Osborn Engineering is providing design services including mechanical, electrical, technology and civil engineering for the addition/rennovation project at the Cleveland Institute of Art in association with Stantec. The project includes a four story addition of 84,000 sq. ft. to the west end of the Joseph McCullough Center building on Euclid Avenue, as well as the renovation of approximately 25,500 sq. ft. within the existing building. The addition contains two galleries, a welcome center, and an multi-function auditorium for presentations and film (Home of the Cinematheque). The second and third floors will have studio spaces and faculty offices. The fourth floor will be mainly used for administrative offices.
Osborn’s technology work includes not only the standard extensions of systems such as voice, data and security, but specialty systems to accommodate those new showcase functions. These specialty items include design of new audio and projection systems into the Cinematheque, facilitating its ability to show a range of film content that spans silent movies to the latest digital content, and incorporation of an external 30 foot by 50 foot digital LED video wall which will provide the capability to display anything from still image to HD video content, as well as a collage of multiple sources of content, all programmed from a simple web interface.

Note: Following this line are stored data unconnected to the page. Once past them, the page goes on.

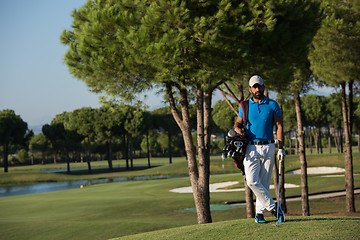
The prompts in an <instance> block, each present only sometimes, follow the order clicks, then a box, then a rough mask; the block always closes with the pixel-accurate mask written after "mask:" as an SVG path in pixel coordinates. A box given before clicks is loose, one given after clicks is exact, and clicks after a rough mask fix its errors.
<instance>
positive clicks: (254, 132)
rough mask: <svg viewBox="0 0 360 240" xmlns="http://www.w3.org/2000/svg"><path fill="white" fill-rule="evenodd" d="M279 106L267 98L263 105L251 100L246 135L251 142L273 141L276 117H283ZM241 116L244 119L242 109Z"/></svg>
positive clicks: (249, 104) (274, 102)
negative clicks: (274, 121)
mask: <svg viewBox="0 0 360 240" xmlns="http://www.w3.org/2000/svg"><path fill="white" fill-rule="evenodd" d="M281 115H282V113H281V109H280V106H279V104H278V103H277V102H276V101H274V100H272V99H270V98H267V97H266V96H265V97H264V99H263V100H262V101H261V103H260V104H259V103H257V102H254V100H253V99H252V98H251V99H250V100H249V119H248V122H247V126H246V134H247V138H248V140H249V141H254V142H256V141H267V140H273V139H274V136H273V126H274V117H278V116H281ZM239 116H240V117H241V118H242V117H243V112H242V108H241V107H240V108H239Z"/></svg>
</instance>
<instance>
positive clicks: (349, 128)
mask: <svg viewBox="0 0 360 240" xmlns="http://www.w3.org/2000/svg"><path fill="white" fill-rule="evenodd" d="M353 85H354V81H350V82H349V83H348V86H349V132H350V144H351V135H352V130H353V122H354V95H353Z"/></svg>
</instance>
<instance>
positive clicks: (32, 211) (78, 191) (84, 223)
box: [0, 154, 360, 240]
mask: <svg viewBox="0 0 360 240" xmlns="http://www.w3.org/2000/svg"><path fill="white" fill-rule="evenodd" d="M357 156H359V155H358V154H357ZM309 159H310V161H309V165H310V166H312V165H313V166H316V165H317V166H326V165H329V166H340V167H341V164H342V163H343V160H342V158H341V157H339V158H338V157H333V158H330V157H327V158H321V159H318V160H316V159H315V160H312V159H311V158H309ZM287 160H288V162H287V166H288V169H289V170H292V169H293V168H295V167H296V165H297V164H296V159H295V156H294V157H290V156H289V157H288V159H287ZM297 161H298V160H297ZM228 162H229V160H227V162H226V165H227V164H228ZM221 166H222V161H221V160H219V161H214V164H213V167H214V168H216V169H217V168H219V169H220V168H221ZM179 167H181V168H183V167H186V164H184V163H183V162H177V163H174V164H172V165H169V166H168V167H167V166H163V167H159V168H152V169H148V170H143V171H144V172H148V173H155V172H156V173H163V172H166V168H169V169H170V170H169V169H168V170H169V171H170V172H172V171H174V172H176V168H179ZM162 168H164V169H163V170H161V169H162ZM179 172H183V170H180V171H179ZM354 172H355V173H359V163H358V160H356V159H355V158H354ZM139 174H140V173H139ZM354 178H355V179H354V183H355V187H357V188H359V187H360V176H359V175H355V176H354ZM210 181H211V183H218V182H227V181H239V184H238V185H236V186H235V187H236V188H241V187H243V183H242V176H241V175H240V174H239V173H237V174H224V175H212V176H211V177H210ZM286 183H292V184H297V185H300V176H299V175H286ZM344 183H345V181H344V177H328V178H324V177H321V176H320V175H310V176H309V192H310V193H318V192H324V191H335V190H341V189H344V187H345V186H344ZM185 186H190V181H189V178H188V177H184V178H173V179H158V180H147V181H131V182H121V183H107V184H98V185H90V186H87V187H85V188H82V189H81V188H80V186H79V188H76V189H71V190H65V191H57V192H49V193H42V194H30V195H23V196H14V197H2V198H0V239H9V240H11V239H110V238H116V237H122V236H126V235H132V234H136V233H142V232H150V231H156V230H161V229H169V228H175V227H180V226H189V225H195V226H191V227H190V231H193V232H194V231H199V229H200V231H201V227H198V226H197V224H196V223H197V218H196V213H195V212H194V211H192V208H193V207H194V203H193V195H192V194H180V193H173V192H169V190H170V189H173V188H177V187H185ZM271 192H272V195H273V196H274V195H275V194H274V191H273V190H272V191H271ZM286 195H287V196H295V195H300V188H291V189H287V190H286ZM242 200H244V192H226V193H212V194H211V204H212V205H214V206H218V205H221V206H225V205H224V202H226V201H242ZM355 203H356V209H357V210H358V211H359V210H360V199H359V195H357V196H356V201H355ZM287 206H288V220H289V229H290V230H291V229H292V230H291V231H295V230H296V231H300V230H301V229H306V228H308V230H307V231H309V232H313V231H315V230H316V229H320V226H321V224H324V223H322V222H321V221H322V220H321V217H317V216H319V215H322V216H325V215H331V216H333V215H339V214H340V215H346V214H345V211H346V205H345V198H337V199H323V200H311V201H310V207H311V209H310V212H311V215H312V216H314V218H305V220H301V219H300V220H297V221H298V222H299V226H300V224H305V225H301V226H302V228H298V230H297V227H296V224H297V223H296V221H295V219H296V218H297V216H299V215H301V202H300V201H297V202H290V201H289V202H288V203H287ZM216 210H217V208H216V207H215V208H214V210H213V211H212V218H213V221H214V223H215V224H214V225H212V224H210V225H209V226H210V227H211V226H215V229H216V226H219V225H216V224H221V222H223V221H227V222H229V220H235V222H230V223H229V224H230V225H229V226H226V227H225V226H224V227H225V229H227V228H229V227H230V226H234V228H235V229H237V230H236V231H237V233H238V234H240V233H241V232H242V231H241V228H242V225H243V222H242V221H245V223H246V224H245V225H244V226H246V227H247V228H250V229H252V228H254V229H255V227H256V229H258V228H259V226H257V225H255V223H254V222H253V219H245V218H246V214H245V208H244V207H238V208H232V209H228V210H226V209H225V210H224V209H223V210H219V211H216ZM358 216H359V214H357V213H356V214H354V215H351V216H350V218H349V219H344V220H340V222H341V221H345V224H344V225H341V224H340V223H339V224H338V223H335V225H336V226H349V227H350V229H353V228H354V226H355V227H356V228H357V229H359V227H360V226H359V219H360V218H359V217H358ZM266 218H267V219H269V220H274V219H273V218H271V217H270V215H266ZM239 219H243V220H241V221H240V220H239ZM291 219H293V220H294V221H291ZM320 220H321V221H320ZM236 221H239V222H236ZM313 221H314V223H312V222H313ZM324 221H325V220H324ZM315 222H316V224H320V225H319V226H318V227H315V225H316V224H315ZM325 222H329V223H332V224H333V223H334V221H330V220H329V221H325ZM306 223H307V225H306ZM271 224H272V225H274V223H271ZM286 224H287V223H284V224H282V225H281V226H280V227H281V228H280V227H279V229H285V227H286ZM312 227H314V228H313V229H311V228H312ZM260 228H261V227H260ZM266 228H267V227H266ZM266 228H265V232H269V233H271V234H273V229H276V228H275V227H271V228H269V229H270V230H266ZM309 228H310V229H309ZM327 228H330V229H331V228H332V227H331V225H329V226H328V227H327V226H326V224H325V225H324V229H325V230H326V229H327ZM191 229H192V230H191ZM239 229H240V230H239ZM336 229H337V228H336ZM325 230H324V231H325ZM188 231H189V229H188V230H184V232H183V234H182V232H181V231H180V232H178V233H176V234H178V235H179V238H178V239H187V237H186V236H187V235H184V234H187V232H188ZM206 231H208V230H206V229H204V234H203V235H201V232H200V233H197V234H199V236H203V237H205V236H208V235H206V234H205V233H206ZM257 231H259V232H261V231H262V230H261V229H258V230H257ZM304 231H305V230H304ZM316 231H319V230H316ZM326 231H327V230H326ZM336 231H338V230H336ZM250 232H251V231H250ZM250 232H248V233H247V234H249V233H250ZM305 233H306V232H305ZM354 233H356V234H358V232H354ZM211 234H212V233H211ZM223 234H225V233H224V232H223ZM294 234H295V233H294ZM296 234H297V232H296ZM159 236H161V235H159ZM169 236H171V235H169ZM181 236H183V238H181ZM188 236H194V238H196V236H198V235H196V234H195V235H188ZM212 236H217V235H211V237H212ZM220 236H221V235H220ZM220 236H219V237H220ZM229 236H231V235H229ZM284 236H285V235H284ZM293 236H296V235H293ZM299 236H303V237H304V238H306V236H307V235H306V234H305V235H299ZM314 236H320V235H314ZM324 236H326V235H324ZM354 236H357V235H354ZM303 237H301V238H303ZM199 238H200V239H206V238H201V237H199ZM249 238H251V235H248V238H247V239H249ZM135 239H136V238H135ZM138 239H141V238H138ZM150 239H151V238H150ZM153 239H156V238H153ZM160 239H161V238H160ZM207 239H210V238H207ZM214 239H222V237H220V238H214ZM224 239H226V238H224ZM228 239H231V238H228ZM239 239H240V238H239ZM287 239H290V238H287ZM309 239H316V238H309ZM354 239H357V238H356V237H355V238H354Z"/></svg>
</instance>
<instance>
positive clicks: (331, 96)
mask: <svg viewBox="0 0 360 240" xmlns="http://www.w3.org/2000/svg"><path fill="white" fill-rule="evenodd" d="M279 102H280V104H281V107H282V109H283V117H284V133H285V136H286V138H285V139H286V141H285V145H286V146H287V153H288V154H297V153H298V141H297V139H298V138H297V129H296V125H297V120H296V113H295V105H294V101H293V99H291V98H287V99H283V100H280V101H279ZM301 102H302V106H303V107H302V118H303V122H304V128H305V129H306V131H305V132H306V141H307V148H308V149H309V150H310V152H311V153H312V149H313V148H314V152H315V151H316V153H318V154H319V153H322V152H323V151H322V149H323V148H329V152H330V153H331V152H332V147H335V149H336V151H337V153H342V152H343V143H344V141H343V127H342V114H341V105H340V104H339V102H340V95H339V94H336V93H333V94H331V95H329V96H319V95H314V94H308V95H305V96H304V97H302V98H301ZM234 107H235V108H237V106H236V104H234ZM354 107H355V111H354V125H353V133H357V140H356V139H355V135H353V140H352V146H354V145H356V144H357V146H358V150H359V151H360V140H359V138H360V134H359V133H360V128H359V127H358V126H360V125H359V124H360V97H356V98H355V99H354ZM193 109H194V106H193ZM192 112H193V113H192V116H195V114H194V111H192ZM0 116H1V117H0V119H1V121H0V129H2V131H1V134H0V135H1V138H2V139H8V141H7V143H8V144H6V142H5V141H3V142H2V147H1V151H2V152H3V156H4V157H5V155H7V156H9V155H10V156H13V157H12V159H11V160H10V162H12V164H39V163H41V164H44V163H49V162H51V163H58V162H67V164H68V169H67V170H68V172H70V163H71V162H82V161H86V162H88V163H89V165H88V168H89V172H91V164H90V162H91V160H98V159H101V160H104V159H106V160H108V163H109V170H110V171H111V170H112V160H113V159H124V160H126V162H125V163H126V167H127V168H131V167H133V162H132V160H133V158H134V157H147V158H148V159H149V160H148V166H149V167H150V166H151V160H150V159H151V157H152V156H156V157H168V158H169V162H170V163H171V162H172V160H171V158H172V156H185V152H184V144H183V141H182V139H181V132H180V129H179V128H178V126H177V125H176V122H175V121H174V119H173V118H172V116H171V112H170V109H169V107H163V108H159V109H156V110H154V111H146V110H144V108H143V107H142V106H140V105H139V106H130V105H126V104H124V103H121V104H114V103H106V104H104V105H103V106H102V107H100V108H98V109H96V108H90V107H84V108H80V109H76V110H74V111H72V112H63V113H61V114H58V115H56V116H55V118H54V119H53V120H52V121H51V123H50V124H45V125H44V126H43V127H42V133H40V134H37V135H34V134H33V133H32V132H31V130H29V129H27V124H26V123H25V122H23V121H22V119H21V117H20V116H17V115H16V114H15V112H14V111H12V110H3V111H1V112H0ZM235 117H236V115H235V114H234V112H233V111H231V109H230V108H229V106H228V104H227V103H226V101H225V100H219V101H218V102H217V103H215V104H214V106H213V107H212V120H211V122H212V129H213V131H212V132H213V134H214V136H218V137H217V138H216V139H213V141H212V145H211V153H213V154H219V153H220V151H221V149H222V147H223V146H224V141H223V140H221V139H219V137H220V138H221V137H224V136H225V135H226V133H227V131H228V130H229V129H231V128H232V127H233V124H234V119H235ZM195 121H196V120H195V119H194V117H192V127H193V129H194V128H195V126H196V124H195ZM10 125H13V126H14V127H13V128H12V129H13V132H12V133H10V131H9V126H10ZM10 129H11V128H10ZM5 130H8V132H5ZM6 135H8V136H6ZM10 139H13V140H10ZM9 149H10V152H9ZM5 151H6V152H5ZM14 154H15V155H14ZM14 156H16V157H14ZM5 162H6V160H5V158H3V166H4V167H5V166H6V165H5V164H4V163H5Z"/></svg>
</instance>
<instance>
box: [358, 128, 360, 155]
mask: <svg viewBox="0 0 360 240" xmlns="http://www.w3.org/2000/svg"><path fill="white" fill-rule="evenodd" d="M358 152H360V129H359V130H358Z"/></svg>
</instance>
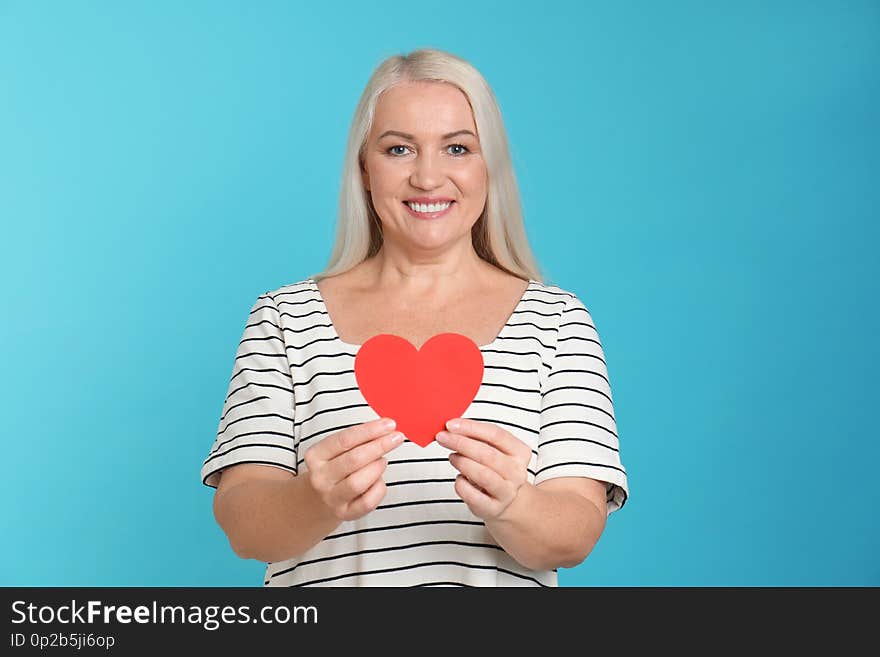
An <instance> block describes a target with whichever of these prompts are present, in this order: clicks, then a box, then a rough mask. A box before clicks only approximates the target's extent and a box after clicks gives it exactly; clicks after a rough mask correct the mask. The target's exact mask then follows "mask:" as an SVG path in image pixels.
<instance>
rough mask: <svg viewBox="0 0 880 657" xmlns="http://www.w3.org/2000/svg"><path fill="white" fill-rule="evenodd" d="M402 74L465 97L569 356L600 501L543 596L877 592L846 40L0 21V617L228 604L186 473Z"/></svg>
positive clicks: (879, 15) (264, 18) (670, 31)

The MEP design aspect has an additional challenge in the requirement to create a design that would provide sufficient energy savings to accommodate a LEED silver design, while integrating into the systems already provided under the initial re-purposing. This required the engineers to thoroughly understand the existing conditions of the previous design, incorporate equipment that had been pre-purchased to match existing equipment, and harmonize that design motif into the addition. All this had to be done while keeping an eye on overall building energy consumption, and ensuring that all requirements are placed in the design due to certain funding sources, as the original building has historic value based upon its origins as one of the earliest auto assembly plants that once made Cleveland an automobile manufacturing stronghold.